Une personne morale est toujours tenue de son obligation de connaître l’identité du conducteur, même si cela est impossible car il y a deux personnes à bord : dans l’exemple d’une société d’ambulances, la présence d’une feuille de route sans indications précisées sur l’identité du conducteur n’exonère pas la personne morale de la responsabilité, car un recensement du conducteur est possible (Cass. Crim. 2 mars 2021, n°20-85.359 ; Cass. Crim. 26 janvier 2021 (deux arrêts), n°29-83.913 et n°20-83.917 ; Cass. Crim. 2 janvier 2021, n°20-83.918 ; Crim. 17 novembre 2020, n°20-81.249).

L’article L.121-6 du Code de la Route, qui prévoit une obligation de désignation par la personne morale titulaire du certificat d’immatriculation du conducteur du véhicule lors de l’infraction commise, est jugé conforme à l’article 6 de la CEDH, car proportionné. Les éléments considérés sont l’amélioration de la sécurité routière, le fait que le représentant de la personne morale est obligé de transmettre l’identité du conducteur, mais l’identité elle-même n’est pas incriminante, et le représentant de la personne morale peut être exonéré de la responsabilité (Cass. Crim 15 décembre 2020, n°20-82.503).

Le représentant de la personne morale mise en cause n’est pas exonéré si le conducteur n’est pas un préposé de la personne morale (Cass. Crim. 16 mars 2021, n°20-83.911 ; Crim. 17 novembre 2020, n°20-81.241).

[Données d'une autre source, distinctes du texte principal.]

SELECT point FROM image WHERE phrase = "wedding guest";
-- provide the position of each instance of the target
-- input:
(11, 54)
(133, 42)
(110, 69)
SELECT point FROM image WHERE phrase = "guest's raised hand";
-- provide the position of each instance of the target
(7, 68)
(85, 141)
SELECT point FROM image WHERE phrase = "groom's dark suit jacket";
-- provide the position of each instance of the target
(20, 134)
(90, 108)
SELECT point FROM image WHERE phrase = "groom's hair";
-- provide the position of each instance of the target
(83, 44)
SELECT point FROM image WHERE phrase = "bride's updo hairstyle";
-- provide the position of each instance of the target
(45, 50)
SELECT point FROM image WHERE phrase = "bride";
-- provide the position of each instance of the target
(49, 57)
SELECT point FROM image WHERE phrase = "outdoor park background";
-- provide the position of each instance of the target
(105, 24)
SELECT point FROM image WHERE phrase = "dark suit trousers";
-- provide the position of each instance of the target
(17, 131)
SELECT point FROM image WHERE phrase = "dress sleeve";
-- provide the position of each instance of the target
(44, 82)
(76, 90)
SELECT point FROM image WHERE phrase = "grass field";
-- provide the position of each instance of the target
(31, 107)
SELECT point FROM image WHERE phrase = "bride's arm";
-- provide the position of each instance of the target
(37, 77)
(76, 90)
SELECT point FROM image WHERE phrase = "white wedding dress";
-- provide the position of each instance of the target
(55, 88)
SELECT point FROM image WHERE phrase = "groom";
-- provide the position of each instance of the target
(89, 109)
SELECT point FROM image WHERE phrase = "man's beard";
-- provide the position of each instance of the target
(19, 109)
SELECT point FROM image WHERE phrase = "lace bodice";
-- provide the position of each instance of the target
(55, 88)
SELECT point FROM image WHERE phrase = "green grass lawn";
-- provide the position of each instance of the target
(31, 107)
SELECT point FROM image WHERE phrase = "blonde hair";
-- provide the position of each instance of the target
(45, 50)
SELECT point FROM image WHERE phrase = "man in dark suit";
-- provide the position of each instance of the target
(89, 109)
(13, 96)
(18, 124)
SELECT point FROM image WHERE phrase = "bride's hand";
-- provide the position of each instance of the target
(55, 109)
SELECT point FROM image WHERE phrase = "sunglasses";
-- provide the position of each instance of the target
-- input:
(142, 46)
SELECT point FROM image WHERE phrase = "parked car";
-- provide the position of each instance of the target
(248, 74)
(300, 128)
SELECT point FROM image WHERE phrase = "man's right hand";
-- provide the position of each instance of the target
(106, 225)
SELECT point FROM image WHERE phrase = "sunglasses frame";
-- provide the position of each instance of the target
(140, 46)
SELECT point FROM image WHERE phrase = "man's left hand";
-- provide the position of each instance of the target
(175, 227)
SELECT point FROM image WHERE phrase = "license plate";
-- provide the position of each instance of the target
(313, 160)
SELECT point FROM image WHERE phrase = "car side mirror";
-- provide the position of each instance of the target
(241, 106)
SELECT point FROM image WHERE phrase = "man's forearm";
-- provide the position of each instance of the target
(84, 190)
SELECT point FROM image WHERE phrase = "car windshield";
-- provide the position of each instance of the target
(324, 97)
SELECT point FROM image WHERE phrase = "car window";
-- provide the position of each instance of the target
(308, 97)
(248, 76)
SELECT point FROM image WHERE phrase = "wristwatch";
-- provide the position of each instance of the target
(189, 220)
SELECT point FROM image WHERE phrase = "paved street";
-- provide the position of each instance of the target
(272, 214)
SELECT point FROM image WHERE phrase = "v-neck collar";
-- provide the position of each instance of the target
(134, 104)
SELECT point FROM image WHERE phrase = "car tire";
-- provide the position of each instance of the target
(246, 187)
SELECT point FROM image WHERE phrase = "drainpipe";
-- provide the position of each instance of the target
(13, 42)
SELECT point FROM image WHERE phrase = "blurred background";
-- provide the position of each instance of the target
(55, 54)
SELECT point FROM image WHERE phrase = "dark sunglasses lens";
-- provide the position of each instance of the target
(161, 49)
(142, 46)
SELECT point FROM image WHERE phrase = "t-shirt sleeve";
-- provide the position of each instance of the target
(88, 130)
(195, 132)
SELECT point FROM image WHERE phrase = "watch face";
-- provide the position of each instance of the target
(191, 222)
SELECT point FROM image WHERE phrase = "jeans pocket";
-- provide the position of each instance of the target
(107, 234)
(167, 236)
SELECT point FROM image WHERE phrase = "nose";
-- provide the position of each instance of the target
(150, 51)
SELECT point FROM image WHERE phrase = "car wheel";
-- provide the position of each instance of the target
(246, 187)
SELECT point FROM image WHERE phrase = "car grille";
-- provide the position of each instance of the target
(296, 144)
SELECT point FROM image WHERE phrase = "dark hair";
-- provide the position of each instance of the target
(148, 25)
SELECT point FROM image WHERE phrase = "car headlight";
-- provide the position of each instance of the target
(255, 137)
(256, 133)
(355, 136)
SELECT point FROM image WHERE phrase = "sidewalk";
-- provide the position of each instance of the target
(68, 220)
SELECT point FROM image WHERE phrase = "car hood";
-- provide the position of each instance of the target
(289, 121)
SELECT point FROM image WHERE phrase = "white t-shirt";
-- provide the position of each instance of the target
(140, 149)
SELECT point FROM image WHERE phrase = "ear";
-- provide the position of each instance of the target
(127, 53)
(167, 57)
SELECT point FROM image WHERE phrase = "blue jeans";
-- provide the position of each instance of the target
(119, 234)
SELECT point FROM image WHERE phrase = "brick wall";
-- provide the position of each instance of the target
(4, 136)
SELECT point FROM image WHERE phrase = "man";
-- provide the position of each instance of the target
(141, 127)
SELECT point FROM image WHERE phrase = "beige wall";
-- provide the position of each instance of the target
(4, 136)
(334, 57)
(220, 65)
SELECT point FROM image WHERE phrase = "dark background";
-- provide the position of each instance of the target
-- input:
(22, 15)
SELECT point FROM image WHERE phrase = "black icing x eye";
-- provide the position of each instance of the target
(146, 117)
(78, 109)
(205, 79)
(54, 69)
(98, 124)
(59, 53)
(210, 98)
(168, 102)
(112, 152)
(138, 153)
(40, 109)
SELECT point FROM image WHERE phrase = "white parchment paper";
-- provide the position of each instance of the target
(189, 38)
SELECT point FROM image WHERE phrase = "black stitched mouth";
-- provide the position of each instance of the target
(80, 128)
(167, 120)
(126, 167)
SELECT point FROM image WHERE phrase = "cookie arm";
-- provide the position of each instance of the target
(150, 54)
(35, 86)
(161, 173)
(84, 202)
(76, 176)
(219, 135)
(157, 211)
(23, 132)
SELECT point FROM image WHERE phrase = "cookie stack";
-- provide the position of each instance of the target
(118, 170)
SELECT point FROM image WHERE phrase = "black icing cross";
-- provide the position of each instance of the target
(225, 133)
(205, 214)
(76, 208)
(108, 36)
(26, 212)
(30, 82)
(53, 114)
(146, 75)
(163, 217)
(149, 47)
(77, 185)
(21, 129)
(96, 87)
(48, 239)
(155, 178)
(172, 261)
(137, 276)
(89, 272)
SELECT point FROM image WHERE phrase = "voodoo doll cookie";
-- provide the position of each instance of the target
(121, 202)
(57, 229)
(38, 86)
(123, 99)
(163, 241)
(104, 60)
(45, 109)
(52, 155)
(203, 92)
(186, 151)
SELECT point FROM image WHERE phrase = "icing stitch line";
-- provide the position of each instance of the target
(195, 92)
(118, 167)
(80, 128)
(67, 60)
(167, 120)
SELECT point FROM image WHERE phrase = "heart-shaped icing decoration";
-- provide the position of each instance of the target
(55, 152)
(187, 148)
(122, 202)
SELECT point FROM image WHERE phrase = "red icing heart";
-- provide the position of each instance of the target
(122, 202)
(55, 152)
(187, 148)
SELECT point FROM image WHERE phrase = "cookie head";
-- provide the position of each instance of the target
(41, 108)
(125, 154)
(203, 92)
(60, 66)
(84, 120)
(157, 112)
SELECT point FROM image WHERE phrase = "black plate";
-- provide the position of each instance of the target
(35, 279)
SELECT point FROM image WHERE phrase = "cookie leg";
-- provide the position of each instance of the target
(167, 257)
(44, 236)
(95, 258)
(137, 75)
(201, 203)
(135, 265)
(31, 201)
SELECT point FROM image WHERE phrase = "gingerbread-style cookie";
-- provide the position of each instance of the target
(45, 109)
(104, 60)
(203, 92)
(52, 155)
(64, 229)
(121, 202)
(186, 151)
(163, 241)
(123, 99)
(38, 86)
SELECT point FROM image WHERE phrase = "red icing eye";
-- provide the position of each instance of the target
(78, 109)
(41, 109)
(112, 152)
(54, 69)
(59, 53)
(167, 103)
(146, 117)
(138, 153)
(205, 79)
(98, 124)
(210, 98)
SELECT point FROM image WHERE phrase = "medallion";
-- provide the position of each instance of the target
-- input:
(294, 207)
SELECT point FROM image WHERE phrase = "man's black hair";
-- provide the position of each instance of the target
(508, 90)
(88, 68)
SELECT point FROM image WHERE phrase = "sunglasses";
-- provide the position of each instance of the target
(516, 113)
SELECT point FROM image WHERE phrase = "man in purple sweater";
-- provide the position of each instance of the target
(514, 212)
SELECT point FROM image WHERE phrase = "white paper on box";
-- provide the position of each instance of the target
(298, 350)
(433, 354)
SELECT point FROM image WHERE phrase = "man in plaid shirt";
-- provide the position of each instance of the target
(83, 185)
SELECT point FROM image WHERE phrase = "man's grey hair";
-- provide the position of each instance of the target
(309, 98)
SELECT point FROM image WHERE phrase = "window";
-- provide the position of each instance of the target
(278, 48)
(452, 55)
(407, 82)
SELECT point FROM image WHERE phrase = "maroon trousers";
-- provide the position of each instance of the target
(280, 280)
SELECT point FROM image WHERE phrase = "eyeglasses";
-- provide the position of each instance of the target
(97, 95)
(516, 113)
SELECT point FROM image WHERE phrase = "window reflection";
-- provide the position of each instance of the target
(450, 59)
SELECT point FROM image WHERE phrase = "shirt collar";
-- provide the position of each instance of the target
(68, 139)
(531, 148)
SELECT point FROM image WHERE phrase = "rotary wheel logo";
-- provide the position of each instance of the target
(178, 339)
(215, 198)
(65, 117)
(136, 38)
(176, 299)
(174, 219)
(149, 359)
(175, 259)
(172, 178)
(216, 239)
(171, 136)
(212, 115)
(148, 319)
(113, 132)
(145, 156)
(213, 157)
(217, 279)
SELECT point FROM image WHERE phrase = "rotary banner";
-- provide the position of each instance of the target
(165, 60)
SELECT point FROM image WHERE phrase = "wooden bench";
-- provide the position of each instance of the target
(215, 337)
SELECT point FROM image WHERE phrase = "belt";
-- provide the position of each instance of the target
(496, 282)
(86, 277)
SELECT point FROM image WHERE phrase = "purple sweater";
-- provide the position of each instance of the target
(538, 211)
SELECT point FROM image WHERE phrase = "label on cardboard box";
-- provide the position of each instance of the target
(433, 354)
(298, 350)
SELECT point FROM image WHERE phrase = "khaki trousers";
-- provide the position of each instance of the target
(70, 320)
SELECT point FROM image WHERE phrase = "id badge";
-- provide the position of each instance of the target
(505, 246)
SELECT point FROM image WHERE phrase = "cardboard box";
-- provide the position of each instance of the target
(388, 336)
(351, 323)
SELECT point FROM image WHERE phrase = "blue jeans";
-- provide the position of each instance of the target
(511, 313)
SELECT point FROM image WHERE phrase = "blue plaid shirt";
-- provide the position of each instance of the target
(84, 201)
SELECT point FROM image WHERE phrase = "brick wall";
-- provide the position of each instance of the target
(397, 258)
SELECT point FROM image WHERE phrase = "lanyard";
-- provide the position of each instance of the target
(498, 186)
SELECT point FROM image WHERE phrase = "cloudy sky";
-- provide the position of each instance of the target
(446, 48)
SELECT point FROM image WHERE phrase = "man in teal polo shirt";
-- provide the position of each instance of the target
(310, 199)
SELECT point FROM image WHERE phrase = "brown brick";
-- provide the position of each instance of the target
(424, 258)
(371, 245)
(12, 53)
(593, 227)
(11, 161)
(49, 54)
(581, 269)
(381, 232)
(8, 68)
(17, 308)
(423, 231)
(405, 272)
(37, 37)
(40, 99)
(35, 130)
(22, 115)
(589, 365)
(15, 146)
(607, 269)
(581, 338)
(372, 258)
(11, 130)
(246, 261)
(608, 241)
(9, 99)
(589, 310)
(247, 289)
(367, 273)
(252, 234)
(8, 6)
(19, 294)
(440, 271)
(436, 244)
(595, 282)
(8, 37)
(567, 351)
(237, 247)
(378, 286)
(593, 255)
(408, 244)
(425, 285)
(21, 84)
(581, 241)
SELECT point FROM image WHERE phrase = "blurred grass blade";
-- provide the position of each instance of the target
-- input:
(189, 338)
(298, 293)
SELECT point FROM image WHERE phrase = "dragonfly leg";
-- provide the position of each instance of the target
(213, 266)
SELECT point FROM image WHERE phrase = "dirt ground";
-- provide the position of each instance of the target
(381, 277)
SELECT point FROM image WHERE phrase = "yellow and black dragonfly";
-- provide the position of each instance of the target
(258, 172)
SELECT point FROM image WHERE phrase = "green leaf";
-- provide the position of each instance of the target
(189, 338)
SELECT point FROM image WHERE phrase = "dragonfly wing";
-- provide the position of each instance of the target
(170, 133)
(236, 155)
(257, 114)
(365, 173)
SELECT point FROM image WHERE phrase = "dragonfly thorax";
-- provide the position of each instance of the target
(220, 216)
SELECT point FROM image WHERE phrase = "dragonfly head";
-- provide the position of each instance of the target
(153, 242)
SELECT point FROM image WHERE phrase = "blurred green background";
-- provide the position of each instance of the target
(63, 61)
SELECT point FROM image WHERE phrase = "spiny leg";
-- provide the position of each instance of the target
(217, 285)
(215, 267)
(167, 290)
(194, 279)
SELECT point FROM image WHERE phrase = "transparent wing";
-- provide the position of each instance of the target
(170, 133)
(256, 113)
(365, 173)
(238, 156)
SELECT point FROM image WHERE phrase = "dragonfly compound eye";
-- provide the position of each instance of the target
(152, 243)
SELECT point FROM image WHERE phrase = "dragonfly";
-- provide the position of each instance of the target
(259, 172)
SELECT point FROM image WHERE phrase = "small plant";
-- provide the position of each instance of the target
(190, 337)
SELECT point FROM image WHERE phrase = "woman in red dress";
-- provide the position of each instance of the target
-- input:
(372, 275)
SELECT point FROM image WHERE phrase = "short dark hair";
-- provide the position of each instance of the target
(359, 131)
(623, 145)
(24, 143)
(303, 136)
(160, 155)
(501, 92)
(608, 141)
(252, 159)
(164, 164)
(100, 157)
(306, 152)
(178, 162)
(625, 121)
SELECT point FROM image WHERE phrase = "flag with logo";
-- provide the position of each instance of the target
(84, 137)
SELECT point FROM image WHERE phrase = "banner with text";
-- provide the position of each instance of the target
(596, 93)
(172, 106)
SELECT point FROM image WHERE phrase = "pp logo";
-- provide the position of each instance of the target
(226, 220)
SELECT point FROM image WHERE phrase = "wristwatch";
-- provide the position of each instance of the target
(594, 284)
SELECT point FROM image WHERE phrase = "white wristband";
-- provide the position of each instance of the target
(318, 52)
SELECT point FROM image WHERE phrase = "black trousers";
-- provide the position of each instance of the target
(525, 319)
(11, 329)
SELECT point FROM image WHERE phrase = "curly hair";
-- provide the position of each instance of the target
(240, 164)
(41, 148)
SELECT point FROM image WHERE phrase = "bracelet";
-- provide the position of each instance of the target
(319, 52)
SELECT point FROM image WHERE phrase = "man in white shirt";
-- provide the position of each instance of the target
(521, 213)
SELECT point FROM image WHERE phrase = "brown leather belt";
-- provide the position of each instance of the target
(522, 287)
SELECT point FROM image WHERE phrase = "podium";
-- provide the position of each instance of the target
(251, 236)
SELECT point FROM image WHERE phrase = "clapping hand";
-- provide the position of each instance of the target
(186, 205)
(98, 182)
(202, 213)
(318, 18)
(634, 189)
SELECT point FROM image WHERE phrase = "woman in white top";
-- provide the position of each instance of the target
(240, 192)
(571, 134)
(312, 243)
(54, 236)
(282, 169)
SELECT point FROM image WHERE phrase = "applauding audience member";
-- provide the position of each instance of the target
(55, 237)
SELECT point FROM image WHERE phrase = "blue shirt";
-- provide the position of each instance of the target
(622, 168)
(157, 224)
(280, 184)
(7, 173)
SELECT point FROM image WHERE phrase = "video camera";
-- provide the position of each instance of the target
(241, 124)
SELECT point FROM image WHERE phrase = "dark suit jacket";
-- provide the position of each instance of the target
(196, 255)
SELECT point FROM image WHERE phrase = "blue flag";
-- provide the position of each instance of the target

Si une personne morale en possession du certificat d’immatriculation ou titulaire d’un véhicule l’a loué à une autre personne morale, qui l’a loué au conducteur, la deuxième peut être légalement obligée de donner l’identité du conducteur, au même titre que la première personne morale (Cass. Crim. 1er septembre 2020, n°19-85.466).

Une personne morale ayant reçu les avis de contravention et de non-désignation du conducteur peut être relaxée. En l’espèce, un avis de contravention, et un avis de non-désignation du conducteur ont été adressé à une personne morale, alors même qu’elle n’était pas la destinataire et que la conductrice avait déjà payé (Cass. Crim. 4 mai 2021, n°20-83.566).

Un prévenu, pour être relaxé de sa responsabilité tenant à l’infraction de l’article L.121-6 commise, doit avoir contesté les mentions contenues dans l’avis de contravention reçu, si celles-ci sont incorrectes (Cass. Crim. 13 avril 2021, n°20-85.796). En l’espèce, la personne morale concernée a reçu un avis de contravention mentionnant seulement la date d’édition, et non pas la date d’envoi. La Cour de cassation a estimé qu’étant donné que le prévenu n’avait pas contesté les mentions contenues dans cet avis, il ne pouvait pas être relaxé de sa responsabilité. De plus, la cour d’appel aurait dû demander un supplément d’information.

 

Incidence des sanctions

L’article L.212-9 du Code du sport interdit l’exercice des fonctions d’éducateur sportif quand la personne concernée a été condamné pour une infraction par le passé (même pour une infraction prévue à l’article L.235-1 et L.235-3 du Code de la route). Une QPC a été transmise au Conseil constitutionnel sur cette question, car cela créé une obligation d’honorabilité, et une incapacité professionnelle définitive (Cons. Const. 7 mai 2021, n°2021-904). Le Conseil a jugé cette disposition conforme à la Constitution, car elle vise à préserver l’éthique du sport. De plus, il n’y a pas d’atteinte à la liberté d’entreprendre car le condamné peut demander la non-inscription de la condamnation.